A lot of my landscape work is done solo in the backcountry
To get myself and my photo gear there requires lightening the load and streamlining organization. I've designed a system that works quite well for my needs.
I have 3 options for choosing gear
- Film setup with 3 prime lenses, 2 dozen(+/-) rolls of film, 1-2 film backs, spot meters, filters
- Digital setup with a full quiver of prime lenses, filters, extra batteries, panoramic attachments, cable release
- Combination setup with both cameras, but less lenses for each. Typically 1 film lens and 2-3 prime digital lenses.
My camera gear goes into a LowePro Flipside 300 Backpack that straps to the outside of my main backpack. This allows me to get access to all my camera gear fast and easy while walking between camps. I always carry my tripod in hand or strap it to the side of my backpack if I need to scramble. My photo gear usually comes to 15lbs no matter which setup I choose to take.
Base Backpacking Gear
I've been streamlining my photo backpacking base gear for years, making new adjustments after each trip. I now have it down to 12lbs without photo gear, food or water.

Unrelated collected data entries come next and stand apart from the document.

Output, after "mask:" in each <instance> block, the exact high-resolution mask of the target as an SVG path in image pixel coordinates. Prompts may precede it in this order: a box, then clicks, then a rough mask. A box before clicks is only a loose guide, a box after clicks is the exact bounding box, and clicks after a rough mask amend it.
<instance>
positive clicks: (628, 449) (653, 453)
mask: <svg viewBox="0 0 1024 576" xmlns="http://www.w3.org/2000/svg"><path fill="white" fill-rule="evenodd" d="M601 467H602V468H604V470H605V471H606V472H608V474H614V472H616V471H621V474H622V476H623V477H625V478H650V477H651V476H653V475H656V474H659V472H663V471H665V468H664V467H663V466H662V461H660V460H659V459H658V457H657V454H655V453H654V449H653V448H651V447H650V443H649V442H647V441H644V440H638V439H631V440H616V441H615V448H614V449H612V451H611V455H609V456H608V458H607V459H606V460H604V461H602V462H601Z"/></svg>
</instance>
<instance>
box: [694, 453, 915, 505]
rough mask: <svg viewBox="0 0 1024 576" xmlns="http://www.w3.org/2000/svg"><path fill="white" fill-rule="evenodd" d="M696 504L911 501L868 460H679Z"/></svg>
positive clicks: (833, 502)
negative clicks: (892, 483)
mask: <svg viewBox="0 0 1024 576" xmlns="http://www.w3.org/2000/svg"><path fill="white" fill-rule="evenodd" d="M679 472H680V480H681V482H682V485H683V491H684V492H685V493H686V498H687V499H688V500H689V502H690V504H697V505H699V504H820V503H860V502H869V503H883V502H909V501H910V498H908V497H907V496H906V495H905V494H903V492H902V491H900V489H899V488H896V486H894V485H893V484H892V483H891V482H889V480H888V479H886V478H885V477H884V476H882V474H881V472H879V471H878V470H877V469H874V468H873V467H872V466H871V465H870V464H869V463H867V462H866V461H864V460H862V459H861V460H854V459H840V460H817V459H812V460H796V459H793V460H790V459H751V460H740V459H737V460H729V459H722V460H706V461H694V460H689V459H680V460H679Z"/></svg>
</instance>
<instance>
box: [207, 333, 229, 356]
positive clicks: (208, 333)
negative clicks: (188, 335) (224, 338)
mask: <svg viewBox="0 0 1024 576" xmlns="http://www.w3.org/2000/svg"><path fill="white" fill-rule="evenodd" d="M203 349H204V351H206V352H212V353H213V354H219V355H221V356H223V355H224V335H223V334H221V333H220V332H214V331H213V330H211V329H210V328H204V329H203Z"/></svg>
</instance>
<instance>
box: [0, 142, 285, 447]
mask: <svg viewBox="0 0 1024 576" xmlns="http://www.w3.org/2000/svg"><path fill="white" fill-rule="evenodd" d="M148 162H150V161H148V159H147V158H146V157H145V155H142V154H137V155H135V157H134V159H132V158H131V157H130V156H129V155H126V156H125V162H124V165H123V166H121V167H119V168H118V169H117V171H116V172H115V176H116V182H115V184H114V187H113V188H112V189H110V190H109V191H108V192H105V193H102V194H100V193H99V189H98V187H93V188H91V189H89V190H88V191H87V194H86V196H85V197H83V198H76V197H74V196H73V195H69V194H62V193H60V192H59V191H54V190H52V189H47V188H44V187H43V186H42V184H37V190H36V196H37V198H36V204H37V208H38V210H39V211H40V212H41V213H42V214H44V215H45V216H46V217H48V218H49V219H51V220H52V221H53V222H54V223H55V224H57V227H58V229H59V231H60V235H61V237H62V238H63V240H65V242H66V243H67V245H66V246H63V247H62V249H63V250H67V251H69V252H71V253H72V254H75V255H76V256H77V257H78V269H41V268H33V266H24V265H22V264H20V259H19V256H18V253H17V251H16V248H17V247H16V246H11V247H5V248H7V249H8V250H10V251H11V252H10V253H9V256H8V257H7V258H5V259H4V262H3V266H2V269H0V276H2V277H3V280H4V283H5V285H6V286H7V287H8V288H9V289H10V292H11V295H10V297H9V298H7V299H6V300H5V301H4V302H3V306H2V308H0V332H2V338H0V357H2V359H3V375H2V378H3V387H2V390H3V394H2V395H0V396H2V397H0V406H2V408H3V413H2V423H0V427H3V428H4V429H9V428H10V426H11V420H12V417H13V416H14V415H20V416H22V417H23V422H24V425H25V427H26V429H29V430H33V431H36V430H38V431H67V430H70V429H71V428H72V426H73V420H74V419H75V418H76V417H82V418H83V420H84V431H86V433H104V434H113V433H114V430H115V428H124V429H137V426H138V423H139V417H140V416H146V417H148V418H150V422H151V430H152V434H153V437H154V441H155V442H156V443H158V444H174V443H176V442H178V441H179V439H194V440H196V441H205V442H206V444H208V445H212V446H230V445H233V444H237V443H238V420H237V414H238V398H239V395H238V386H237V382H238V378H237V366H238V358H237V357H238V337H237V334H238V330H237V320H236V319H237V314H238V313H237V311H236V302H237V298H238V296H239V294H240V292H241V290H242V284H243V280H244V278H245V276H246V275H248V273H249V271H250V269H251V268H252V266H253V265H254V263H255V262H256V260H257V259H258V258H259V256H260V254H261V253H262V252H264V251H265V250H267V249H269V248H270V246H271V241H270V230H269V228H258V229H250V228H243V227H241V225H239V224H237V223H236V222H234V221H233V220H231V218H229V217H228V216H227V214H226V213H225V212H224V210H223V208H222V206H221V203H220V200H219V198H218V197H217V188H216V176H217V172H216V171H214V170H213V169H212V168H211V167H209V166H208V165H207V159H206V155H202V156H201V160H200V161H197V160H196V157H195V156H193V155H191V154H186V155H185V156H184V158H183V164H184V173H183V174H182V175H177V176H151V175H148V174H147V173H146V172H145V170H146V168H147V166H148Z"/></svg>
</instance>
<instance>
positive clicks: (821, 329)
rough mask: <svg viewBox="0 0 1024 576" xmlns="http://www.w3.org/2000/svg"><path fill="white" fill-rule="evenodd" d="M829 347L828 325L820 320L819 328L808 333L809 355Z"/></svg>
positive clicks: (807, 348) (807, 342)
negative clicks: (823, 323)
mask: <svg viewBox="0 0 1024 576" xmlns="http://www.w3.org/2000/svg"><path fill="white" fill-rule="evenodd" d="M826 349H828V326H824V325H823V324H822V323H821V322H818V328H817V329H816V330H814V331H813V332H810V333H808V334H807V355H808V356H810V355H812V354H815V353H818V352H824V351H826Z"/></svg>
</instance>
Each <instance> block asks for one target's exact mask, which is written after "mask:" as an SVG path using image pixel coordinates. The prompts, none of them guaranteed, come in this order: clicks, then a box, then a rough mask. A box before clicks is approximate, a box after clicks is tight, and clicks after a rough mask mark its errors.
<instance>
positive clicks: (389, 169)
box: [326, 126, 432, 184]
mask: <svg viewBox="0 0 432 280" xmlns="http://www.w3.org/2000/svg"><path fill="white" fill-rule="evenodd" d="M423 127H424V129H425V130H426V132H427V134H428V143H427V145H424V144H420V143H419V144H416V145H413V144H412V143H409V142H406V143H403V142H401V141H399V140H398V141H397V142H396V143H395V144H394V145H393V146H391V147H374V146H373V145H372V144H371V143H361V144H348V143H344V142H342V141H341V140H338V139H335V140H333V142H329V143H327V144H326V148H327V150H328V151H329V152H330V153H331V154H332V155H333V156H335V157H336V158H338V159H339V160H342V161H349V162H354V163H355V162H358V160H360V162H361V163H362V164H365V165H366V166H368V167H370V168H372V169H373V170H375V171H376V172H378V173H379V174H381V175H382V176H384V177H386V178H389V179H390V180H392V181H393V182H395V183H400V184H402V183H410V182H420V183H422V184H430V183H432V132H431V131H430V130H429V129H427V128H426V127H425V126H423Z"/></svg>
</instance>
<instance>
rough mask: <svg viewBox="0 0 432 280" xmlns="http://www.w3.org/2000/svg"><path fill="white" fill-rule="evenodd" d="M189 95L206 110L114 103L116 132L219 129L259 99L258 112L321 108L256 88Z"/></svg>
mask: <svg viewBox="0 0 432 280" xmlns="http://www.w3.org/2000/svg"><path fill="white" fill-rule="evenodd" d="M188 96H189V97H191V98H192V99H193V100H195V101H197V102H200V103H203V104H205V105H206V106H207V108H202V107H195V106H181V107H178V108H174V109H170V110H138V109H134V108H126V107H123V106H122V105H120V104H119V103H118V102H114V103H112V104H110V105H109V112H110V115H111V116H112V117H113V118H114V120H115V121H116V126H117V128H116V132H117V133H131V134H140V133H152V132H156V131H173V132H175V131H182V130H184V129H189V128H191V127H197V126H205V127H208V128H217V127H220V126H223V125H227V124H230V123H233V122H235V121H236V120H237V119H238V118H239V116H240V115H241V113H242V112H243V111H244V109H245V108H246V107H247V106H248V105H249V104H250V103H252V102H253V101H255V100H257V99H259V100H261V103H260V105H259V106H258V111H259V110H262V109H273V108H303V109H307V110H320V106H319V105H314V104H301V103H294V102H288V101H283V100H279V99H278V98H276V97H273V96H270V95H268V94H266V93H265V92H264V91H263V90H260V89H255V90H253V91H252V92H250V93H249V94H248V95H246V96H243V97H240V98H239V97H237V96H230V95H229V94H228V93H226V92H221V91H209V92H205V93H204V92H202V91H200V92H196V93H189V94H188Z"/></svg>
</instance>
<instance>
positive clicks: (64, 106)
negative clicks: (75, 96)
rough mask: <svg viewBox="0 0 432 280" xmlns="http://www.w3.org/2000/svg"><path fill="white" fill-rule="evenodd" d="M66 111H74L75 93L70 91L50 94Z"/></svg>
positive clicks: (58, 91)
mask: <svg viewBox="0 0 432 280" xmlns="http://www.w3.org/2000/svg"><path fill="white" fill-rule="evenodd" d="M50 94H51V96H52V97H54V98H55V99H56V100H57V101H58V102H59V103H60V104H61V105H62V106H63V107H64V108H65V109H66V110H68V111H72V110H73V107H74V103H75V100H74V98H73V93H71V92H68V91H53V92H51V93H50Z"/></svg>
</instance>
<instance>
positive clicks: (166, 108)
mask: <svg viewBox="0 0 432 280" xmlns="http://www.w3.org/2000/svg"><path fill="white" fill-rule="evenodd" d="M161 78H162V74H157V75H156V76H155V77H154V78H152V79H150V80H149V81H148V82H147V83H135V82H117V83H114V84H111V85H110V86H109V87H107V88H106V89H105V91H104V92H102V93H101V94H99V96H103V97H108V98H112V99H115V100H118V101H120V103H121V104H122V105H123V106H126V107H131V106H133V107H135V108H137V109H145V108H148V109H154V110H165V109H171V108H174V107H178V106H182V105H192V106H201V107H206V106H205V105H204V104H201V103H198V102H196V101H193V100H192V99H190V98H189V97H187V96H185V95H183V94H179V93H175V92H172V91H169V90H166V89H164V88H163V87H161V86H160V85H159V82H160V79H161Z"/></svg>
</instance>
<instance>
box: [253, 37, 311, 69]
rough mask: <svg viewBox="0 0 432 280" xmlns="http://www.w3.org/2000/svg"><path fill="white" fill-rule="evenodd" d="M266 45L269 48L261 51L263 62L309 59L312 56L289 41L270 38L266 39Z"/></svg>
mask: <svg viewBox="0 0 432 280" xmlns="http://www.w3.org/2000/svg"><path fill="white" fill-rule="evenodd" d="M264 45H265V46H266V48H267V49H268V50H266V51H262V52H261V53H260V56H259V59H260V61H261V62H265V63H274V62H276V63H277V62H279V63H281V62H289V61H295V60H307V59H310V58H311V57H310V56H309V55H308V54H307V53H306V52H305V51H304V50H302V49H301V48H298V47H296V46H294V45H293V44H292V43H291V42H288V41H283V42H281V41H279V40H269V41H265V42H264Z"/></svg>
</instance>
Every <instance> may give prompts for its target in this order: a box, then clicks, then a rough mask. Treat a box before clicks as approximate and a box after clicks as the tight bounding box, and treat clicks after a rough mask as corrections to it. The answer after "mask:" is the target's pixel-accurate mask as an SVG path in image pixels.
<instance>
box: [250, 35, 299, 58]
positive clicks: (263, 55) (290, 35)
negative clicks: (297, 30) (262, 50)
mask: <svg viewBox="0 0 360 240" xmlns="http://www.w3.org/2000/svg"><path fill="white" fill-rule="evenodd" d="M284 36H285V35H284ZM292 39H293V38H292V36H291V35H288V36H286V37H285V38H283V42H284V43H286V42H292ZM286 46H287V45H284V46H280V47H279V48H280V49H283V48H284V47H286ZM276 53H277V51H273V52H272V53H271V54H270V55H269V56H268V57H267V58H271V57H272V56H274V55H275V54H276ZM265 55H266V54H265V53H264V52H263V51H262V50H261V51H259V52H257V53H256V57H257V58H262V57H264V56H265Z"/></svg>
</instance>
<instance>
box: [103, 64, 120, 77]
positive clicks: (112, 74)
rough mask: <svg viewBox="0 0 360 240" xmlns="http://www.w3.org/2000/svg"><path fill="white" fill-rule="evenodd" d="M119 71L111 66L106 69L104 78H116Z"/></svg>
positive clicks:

- Removed tent, replaced with a hand-sewn bivy sack and hand-sewn tarp if the weather is going to be nasty.
- Took out commercial made stove (MSR pocket rocket) and fuel canisters, replaced with handmade cat food tin stove and light water bottle filled with denatured alcohol as fuel.
- this little stove costs .49$, has no moving parts and has never failed me. The alcohol fuel is non-corosive and can be found in any hardware store. It can also be used as a disinfectant if needed.
- Since this stove is on/off, I do all freezer-bag cooking. Pre-making dehydrated meals placed in freezer-bags, just add boiling water to re-hydrate. Since there's no cooking there's no need for cookware.
- Took out extra clothing and replaced with layers, the only exception being one pair of extra socks.
- Stopped wearing heavy boots, replaced with Merrell hiking shoes which are more comfortable and dry quickly after a stream crossing. And the best part about these shoes, no blisters!